To close out National Bicycle Month, here's a little a celebration of bicycling in Brooklyn, from 1897 to the present. 

POST_0143, Music Island, Prospect Park, Brooklyn, N.Y., summer circa 1897,
Brooklyn Postcard Collection, Center for Brooklyn History

Even now, in the 21st century, I feel a powerful sense of freedom, exhilaration, and agency whenever I'm riding my bicycle around Brooklyn. It must have been truly extraordinary for women in the 19th century, who were newly admitted to the ranks of "wheel riders" in the 1890s. At the time, Brooklyn was home to a large number of some of the most avid cyclists in the world, and as a result, there was more cycling infrastructure and bike-friendly legislation than we've had even at later (darker) points in Brooklyn history. When "wheelmen" and "wheelwomen" took to the streets for fresh air, recreation, commuting, and exercise, revolution was in the air.

In Evan Friss's The Cycling City: Bicycles & Urban America in the 1890s, the author recounts in detail the debates around permitting women to cycle at that time: eroding moral values, respectability and femininity, un-ladylike behavior, and even the possibility of too much "stimulation," made the list. On the other side of the argument, some physicians pointed out that riding a bicycle was a great way to calm women's "hysteria." While riding, "...her mind [was] taken off those things which have a tendency to perplex and madden." The result was "an uncommonly happy, bright, and exhilarated set of faces which we see spinning down our streets."

The classic (and illustrated!) Bicycling for Ladies by Maria E. Ward, first published in 1896 and reissued just this year, begins with an irrefutable opening argument: "Bicycling is a modern sport, offering infinite variety and opportunity. As an exercise, at present unparalleled, it accomplishes much with comparatively little expenditure of effort; as a relaxation, it has many desirable features; and its limitless possibilities, its future of usefulness, and the effect of its application to modern economic and social conditions, present a wide field for speculation." 

The power of bicycles to open up new worlds remains just as strong today, and if pressed, I will wax as rhapsodic about riding a bike as a Victorian woman in pantaloons.

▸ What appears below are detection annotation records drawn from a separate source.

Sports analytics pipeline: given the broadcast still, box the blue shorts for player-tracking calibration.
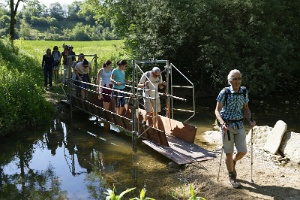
[113,89,126,108]
[220,128,247,153]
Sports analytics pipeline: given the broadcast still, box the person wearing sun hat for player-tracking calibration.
[138,67,166,126]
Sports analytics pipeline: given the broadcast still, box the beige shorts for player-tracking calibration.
[220,128,247,153]
[144,98,161,112]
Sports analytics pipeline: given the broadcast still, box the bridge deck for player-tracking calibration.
[63,93,215,165]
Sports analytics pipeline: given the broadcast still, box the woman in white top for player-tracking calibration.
[97,60,113,110]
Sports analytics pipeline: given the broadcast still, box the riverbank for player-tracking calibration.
[46,87,300,200]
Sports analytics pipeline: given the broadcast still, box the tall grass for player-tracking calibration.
[0,39,128,135]
[0,39,53,135]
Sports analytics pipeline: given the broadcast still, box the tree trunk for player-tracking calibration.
[9,0,22,41]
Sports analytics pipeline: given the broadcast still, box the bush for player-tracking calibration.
[0,40,53,135]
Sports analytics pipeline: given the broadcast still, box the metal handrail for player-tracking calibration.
[170,63,196,122]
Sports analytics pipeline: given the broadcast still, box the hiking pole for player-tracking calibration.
[217,130,225,181]
[217,146,224,181]
[250,113,254,183]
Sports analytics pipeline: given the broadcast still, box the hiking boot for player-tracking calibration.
[229,172,241,188]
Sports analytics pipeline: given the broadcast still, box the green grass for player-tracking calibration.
[15,40,128,74]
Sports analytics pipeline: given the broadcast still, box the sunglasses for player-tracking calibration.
[232,77,242,81]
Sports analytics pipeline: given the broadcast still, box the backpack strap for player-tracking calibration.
[224,86,247,105]
[146,71,161,81]
[224,87,230,106]
[241,86,247,98]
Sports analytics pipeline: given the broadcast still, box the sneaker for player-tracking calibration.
[233,161,237,176]
[229,172,241,188]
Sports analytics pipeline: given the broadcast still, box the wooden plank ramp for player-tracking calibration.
[62,93,216,165]
[143,135,216,165]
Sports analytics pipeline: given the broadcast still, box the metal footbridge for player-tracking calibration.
[63,57,215,165]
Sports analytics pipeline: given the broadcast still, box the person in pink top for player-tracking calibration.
[96,60,113,110]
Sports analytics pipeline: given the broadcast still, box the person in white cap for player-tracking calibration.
[138,67,166,127]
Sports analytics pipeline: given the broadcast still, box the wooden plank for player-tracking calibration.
[143,136,216,165]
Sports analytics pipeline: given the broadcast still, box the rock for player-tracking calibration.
[263,120,287,154]
[168,162,182,173]
[280,132,300,164]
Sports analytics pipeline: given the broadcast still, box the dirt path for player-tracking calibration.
[165,147,300,200]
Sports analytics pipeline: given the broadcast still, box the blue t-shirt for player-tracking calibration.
[112,68,125,89]
[217,86,249,128]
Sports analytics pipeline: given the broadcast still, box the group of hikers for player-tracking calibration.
[42,45,166,125]
[42,45,76,90]
[42,46,256,188]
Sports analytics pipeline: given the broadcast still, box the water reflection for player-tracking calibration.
[0,118,168,199]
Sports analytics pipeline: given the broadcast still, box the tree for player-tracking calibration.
[9,0,27,42]
[49,2,66,21]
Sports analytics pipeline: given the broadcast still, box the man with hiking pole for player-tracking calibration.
[215,69,256,188]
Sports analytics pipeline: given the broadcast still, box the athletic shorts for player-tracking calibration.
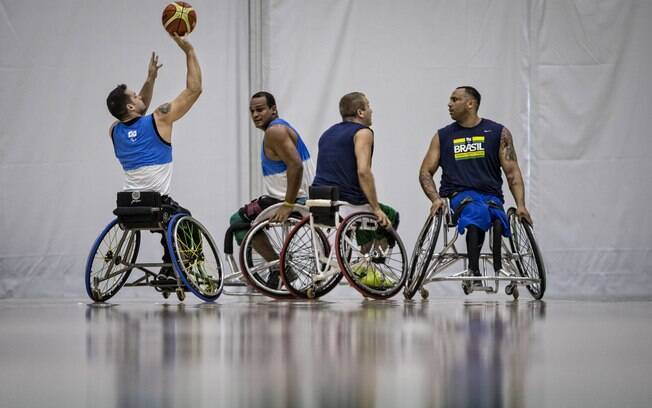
[450,190,511,237]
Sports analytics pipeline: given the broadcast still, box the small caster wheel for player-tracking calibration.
[306,288,315,299]
[505,283,516,296]
[176,288,186,302]
[462,281,473,295]
[419,288,430,300]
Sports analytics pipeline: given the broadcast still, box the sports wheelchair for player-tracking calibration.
[404,199,546,299]
[85,191,224,302]
[280,186,408,299]
[224,203,308,299]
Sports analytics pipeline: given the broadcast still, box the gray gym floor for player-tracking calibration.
[0,288,652,408]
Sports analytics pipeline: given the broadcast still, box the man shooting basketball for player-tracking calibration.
[106,34,202,276]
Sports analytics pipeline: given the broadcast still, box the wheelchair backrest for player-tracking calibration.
[113,191,171,229]
[307,186,340,227]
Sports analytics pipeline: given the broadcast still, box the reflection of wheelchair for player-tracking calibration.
[86,191,223,302]
[404,200,546,299]
[224,203,308,299]
[280,187,408,299]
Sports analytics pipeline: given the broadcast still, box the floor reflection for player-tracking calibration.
[85,299,546,407]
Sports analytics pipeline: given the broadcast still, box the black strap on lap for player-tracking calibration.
[224,222,251,255]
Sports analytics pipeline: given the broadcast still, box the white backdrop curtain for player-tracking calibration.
[0,0,652,297]
[263,0,652,296]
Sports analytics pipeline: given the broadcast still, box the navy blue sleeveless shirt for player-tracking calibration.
[438,119,504,200]
[312,121,373,205]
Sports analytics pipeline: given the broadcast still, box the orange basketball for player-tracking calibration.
[162,1,197,37]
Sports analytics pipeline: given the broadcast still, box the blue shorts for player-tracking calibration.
[450,190,512,237]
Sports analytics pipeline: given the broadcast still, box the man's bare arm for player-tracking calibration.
[139,52,163,110]
[499,127,532,223]
[353,128,390,226]
[263,125,303,222]
[419,133,444,214]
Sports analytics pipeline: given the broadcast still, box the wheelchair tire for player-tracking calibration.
[280,215,342,299]
[403,212,442,300]
[240,217,300,299]
[507,207,546,299]
[167,213,224,302]
[85,218,140,302]
[335,212,409,299]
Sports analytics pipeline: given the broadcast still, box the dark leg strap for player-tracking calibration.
[492,218,503,271]
[466,225,484,276]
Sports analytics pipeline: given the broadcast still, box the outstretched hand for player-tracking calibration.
[269,206,292,224]
[373,208,391,228]
[147,52,163,79]
[170,33,193,53]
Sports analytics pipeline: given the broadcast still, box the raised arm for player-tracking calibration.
[154,34,202,142]
[419,133,444,214]
[139,52,163,111]
[353,128,390,227]
[500,127,532,224]
[264,125,303,222]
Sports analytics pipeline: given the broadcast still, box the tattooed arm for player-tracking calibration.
[499,127,532,224]
[419,133,444,214]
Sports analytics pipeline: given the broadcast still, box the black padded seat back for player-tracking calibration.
[308,186,340,227]
[113,191,171,229]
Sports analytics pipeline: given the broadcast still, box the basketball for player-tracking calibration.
[162,1,197,37]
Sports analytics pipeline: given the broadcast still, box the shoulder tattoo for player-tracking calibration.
[500,127,517,161]
[158,103,170,113]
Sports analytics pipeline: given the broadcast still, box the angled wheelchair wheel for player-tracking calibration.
[167,214,224,302]
[335,212,409,299]
[280,216,342,299]
[507,207,546,299]
[403,212,442,299]
[85,218,140,302]
[240,217,300,299]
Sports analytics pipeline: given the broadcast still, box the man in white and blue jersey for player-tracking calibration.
[419,86,532,286]
[106,34,202,276]
[230,91,314,286]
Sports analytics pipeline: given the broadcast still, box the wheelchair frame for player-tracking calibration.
[280,194,408,299]
[85,192,224,302]
[404,199,546,299]
[224,203,308,299]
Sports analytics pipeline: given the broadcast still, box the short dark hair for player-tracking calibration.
[251,91,276,108]
[340,92,366,119]
[106,84,129,120]
[457,85,482,109]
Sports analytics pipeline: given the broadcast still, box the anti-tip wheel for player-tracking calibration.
[420,288,430,300]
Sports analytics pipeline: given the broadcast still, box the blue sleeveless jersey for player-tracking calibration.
[260,118,310,176]
[438,119,503,200]
[313,121,373,205]
[111,115,172,171]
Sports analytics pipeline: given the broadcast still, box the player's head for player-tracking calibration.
[448,86,482,121]
[340,92,373,126]
[106,84,147,121]
[249,91,278,130]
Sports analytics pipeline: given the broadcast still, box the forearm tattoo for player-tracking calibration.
[158,103,170,113]
[419,173,439,200]
[500,128,517,161]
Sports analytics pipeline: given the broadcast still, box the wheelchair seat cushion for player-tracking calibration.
[450,190,511,237]
[116,191,162,207]
[308,186,340,201]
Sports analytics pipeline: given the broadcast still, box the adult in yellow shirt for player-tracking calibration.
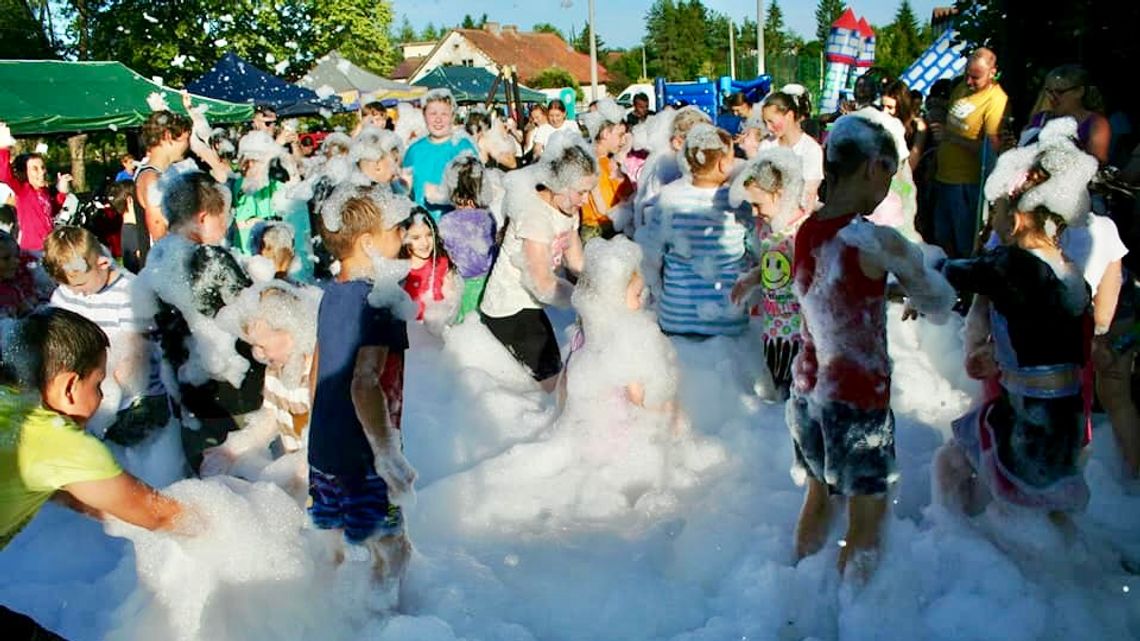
[931,48,1009,258]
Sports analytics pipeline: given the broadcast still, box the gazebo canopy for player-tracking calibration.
[187,51,341,116]
[0,60,253,136]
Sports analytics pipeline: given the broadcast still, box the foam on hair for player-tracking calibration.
[728,147,804,232]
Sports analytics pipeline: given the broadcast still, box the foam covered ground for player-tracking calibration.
[0,309,1140,641]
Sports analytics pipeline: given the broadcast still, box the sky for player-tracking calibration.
[392,0,953,48]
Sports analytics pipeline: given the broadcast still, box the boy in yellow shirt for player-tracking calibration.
[0,308,186,549]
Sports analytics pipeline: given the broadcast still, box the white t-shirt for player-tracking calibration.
[479,191,578,318]
[760,133,823,182]
[1061,216,1129,295]
[531,119,580,148]
[51,271,164,399]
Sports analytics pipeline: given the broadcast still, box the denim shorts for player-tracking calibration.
[309,466,404,543]
[787,396,895,496]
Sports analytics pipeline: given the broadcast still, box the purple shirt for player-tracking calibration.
[439,209,498,278]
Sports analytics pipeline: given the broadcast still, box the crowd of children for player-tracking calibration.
[0,57,1134,629]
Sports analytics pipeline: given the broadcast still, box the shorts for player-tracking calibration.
[309,465,404,543]
[787,396,895,496]
[482,309,562,381]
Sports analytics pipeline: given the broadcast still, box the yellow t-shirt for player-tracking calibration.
[0,388,123,550]
[935,82,1009,185]
[581,156,634,227]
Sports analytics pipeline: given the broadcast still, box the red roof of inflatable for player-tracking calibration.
[831,7,858,31]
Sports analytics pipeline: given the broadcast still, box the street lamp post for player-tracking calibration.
[756,0,764,76]
[589,0,597,102]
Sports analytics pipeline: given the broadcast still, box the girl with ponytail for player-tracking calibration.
[760,84,823,211]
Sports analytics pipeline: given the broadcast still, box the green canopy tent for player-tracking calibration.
[412,66,546,104]
[0,60,253,136]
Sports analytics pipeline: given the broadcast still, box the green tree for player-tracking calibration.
[90,0,397,86]
[570,24,605,56]
[530,23,567,40]
[643,0,711,80]
[764,0,789,56]
[420,23,443,42]
[815,0,844,43]
[874,0,931,76]
[459,14,487,29]
[396,16,416,43]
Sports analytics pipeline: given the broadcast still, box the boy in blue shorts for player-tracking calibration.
[309,188,415,605]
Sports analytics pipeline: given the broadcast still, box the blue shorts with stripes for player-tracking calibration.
[309,466,404,543]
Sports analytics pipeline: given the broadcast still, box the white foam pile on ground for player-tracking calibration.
[0,306,1140,641]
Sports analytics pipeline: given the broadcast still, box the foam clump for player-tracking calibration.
[106,479,330,641]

Advertisement, Columbia "Boycycle", 1922, Brooklyn Daily Eagle
Esther Farrell, Atlantic City Boardwalk, 1935, Brooklyn Daily Eagle Photo Collection
RCPO_0075, Two boys with bikes, 24th Street, 1976, Larry Racioppo Photograph Collection

 

SHBZ_0086, Best Friends, 2008, Jamel Shabazz Photograph Collection

The selections of choice bicycle-related images included in this post are from the Brooklyn Daily Eagle and our digital collections portal. Interested in seeing more photos from CBH’s collections? Visit our online image gallery, which includes a selection of our images, or the digital collections portal at Brooklyn Public Library. We look forward to inviting you to CBH in the future to research in our entire collection of images, archives, maps, and special collections. In the meantime, please visit our resources page to search our collections. Questions? Our reference staff is available to help with your research! You can reach us at cbhreference@bklynlibrary.org.

 

 

This blog post reflects the opinions of the author and does not necessarily represent the views of Brooklyn Public Library.

 

Judy Salgado

I wonder if you know of the KINGS COUNTY WHEELMEN we’re, who were their founding members, where their clubhouses were and if they really had weekend haunts to Montaigne Point L.I?
Mon, May 9 2022 9:10 pm Permalink
Judy Salgado

Can you tell us something about the old KINGS COUNTY WHEELMEN in the 1890's to the 1920's when the group was really popular, who started the group, who belonged, did they really take rides to Montauk, are there early minutes or stories about their outings? What about pictures? Where can I look? I have a relative who was one and want to know all about it.
Sun, Nov 6 2022 12:31 am Permalink
Barry Marcus

Anybody remember Chick's Bike Shop on Bedford Avenue? In the mid-1960's it was the go to spot for ten speeds (mine was an Armstrong) on which the neighborhood teens rode all around the City, often riding down Flatbush Avenue, over the Brooklyn Bridge and up to Central Park. I bought mine with money I earned working at the library after school at Brooklyn Tech, reading shelves and working at the stack desk and as a stack runner.